Appendix B. Setting up a development environment

There are many reasons to start with a fresh slate when working on a new project. The following list shows a few of the more relevant ones with respect to ML project work:

  • Dependency management is easier with a clean environment.
  • Isolation of temporary files, logs, and artifacts is simpler.
  • Scripted environment creation makes porting to production easier.
  • Installation of libraries is less complex with fewer dependency collisions.

While many options exist for creating isolable environments for development of new projects, this appendix provides guidance on using Docker along with Conda’s package management suite of tools, just as the companion repository to this book does.

B.1 The case for a clean experimentation environment

A major struggle that data scientists have once they’ve been building prototypes on their local computers for long enough is that older projects simply can’t run anymore in the updated environments that subsequent projects have necessitated.

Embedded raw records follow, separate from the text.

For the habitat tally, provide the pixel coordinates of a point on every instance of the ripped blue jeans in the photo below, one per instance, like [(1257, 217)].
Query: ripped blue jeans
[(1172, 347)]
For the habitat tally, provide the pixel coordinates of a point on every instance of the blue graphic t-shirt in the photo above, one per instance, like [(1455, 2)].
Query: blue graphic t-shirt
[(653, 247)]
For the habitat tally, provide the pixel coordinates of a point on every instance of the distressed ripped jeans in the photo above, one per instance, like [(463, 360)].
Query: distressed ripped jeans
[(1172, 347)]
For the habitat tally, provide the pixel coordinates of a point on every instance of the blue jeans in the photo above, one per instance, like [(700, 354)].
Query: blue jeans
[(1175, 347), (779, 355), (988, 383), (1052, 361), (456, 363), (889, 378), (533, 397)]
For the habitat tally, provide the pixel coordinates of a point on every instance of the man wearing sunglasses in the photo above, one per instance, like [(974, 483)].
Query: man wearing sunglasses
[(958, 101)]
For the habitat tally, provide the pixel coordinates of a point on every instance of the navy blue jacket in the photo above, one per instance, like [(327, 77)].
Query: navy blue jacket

As libraries evolve, the DSs upgrade library versions and add new packages with updated dependencies on other packages; dependencies change within this truly massive ecosystem comprising the large web of interconnected APIs

This incredibly complex and frustrating concept of maintaining compatibility among libraries is known as dependency hell, a moniker that is well-earned. Figure B.1 shows a typical scenario that happens with dependency struggles.

B-01

Figure B.1 Dependency hell in a common Python development environment. Package management struggles can waste a great deal of time.

As you can see, the options for resolving library conflicts on a single local environment are quite dire. On one hand, you could be forced to refactor code bases and train runtime environments, both actions being untenable as the number of projects grows at a company. Alternatively, the DS team members would have to waste countless hours modifying their installed packages (reverting or upgrading) each time that they wanted to work on a new project. It’s simply not a scalable solution.

Regardless of the operating system that you’re running, if you have Python already installed on your machine, you’re going to have some deep dependencies among the packages that are also installed. Some of the experimentation and testing will require library installations that could break either previously developed projects or utility applications that are available to you on the command line. Not to mention that each team member’s computer likely has slight different versions of each of these critical packages, resulting in reproducibility issues if those team members run one another’s code.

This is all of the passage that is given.